Osbeck's voyage to China in the Swedish ship "Gothic Lion," which sailed in 1750, says: "After a stay of four months and ten days in China, our ship and the other Swedish ship began their voyage home. Every one leaped for joy, and my Tea shrub, which stood in a pot, fell upon the deck during the firing of the cannons, and was thrown overboard without my knowledge, after I had nursed it and taken care of it a long while on board the ship. Thus I saw my hopes blasted of bringing a growing Tea plant to my countrymen; a pleasure no one has been able as yet to feel, notwithstanding all possible care and expense." In a foot note to the English translation, the translator, Forster, says: " Dr.
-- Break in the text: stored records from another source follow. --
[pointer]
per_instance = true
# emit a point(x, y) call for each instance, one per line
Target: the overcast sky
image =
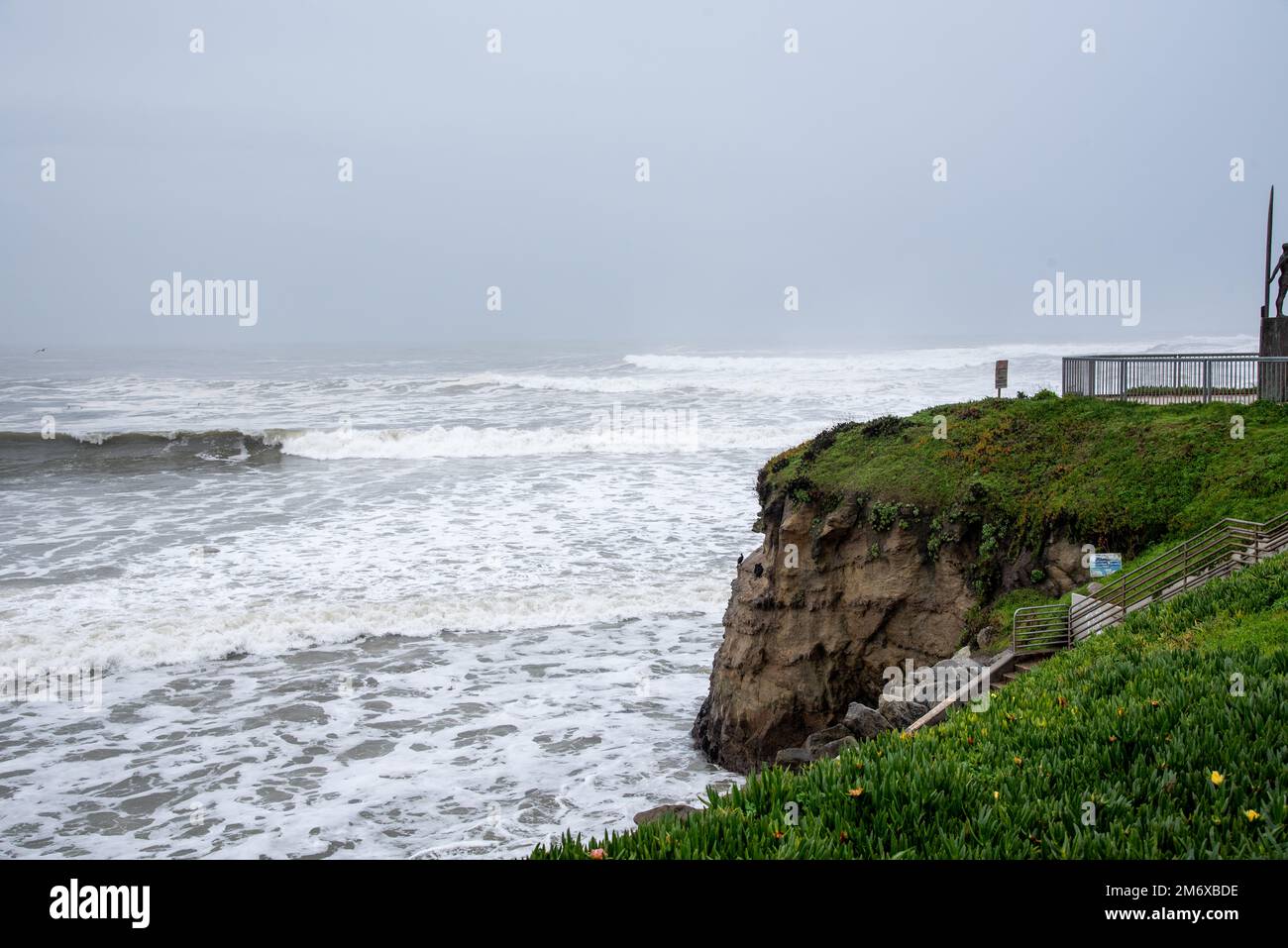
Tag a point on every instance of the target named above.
point(518, 170)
Linnaeus has had since 3rd of October, 1763, a fine Tea shrub brought him from China by Captain Carl Gustav Eckeberg, which is, as far as we know, the only one in Europe." Such a feat in those days deserved to be honored. For in those days accidents innumerable, aside from the jarring of cannon, must have pressed sorely against the successful introduction of living plants. Another Swedish botanist, Dr. Sparmann, made a voyage to China with Captain Ekeberg, and in 1779 named a genus of trees, native of the Cape of Good Hope, Ekebergia, in his honor.

This tree belongs to the same natural order, Meliaceae, as our well-known China tree, Melia azederach. Sparmann was one of the naturalists that accompanied Captain Cook in his voyage around the world in 1772.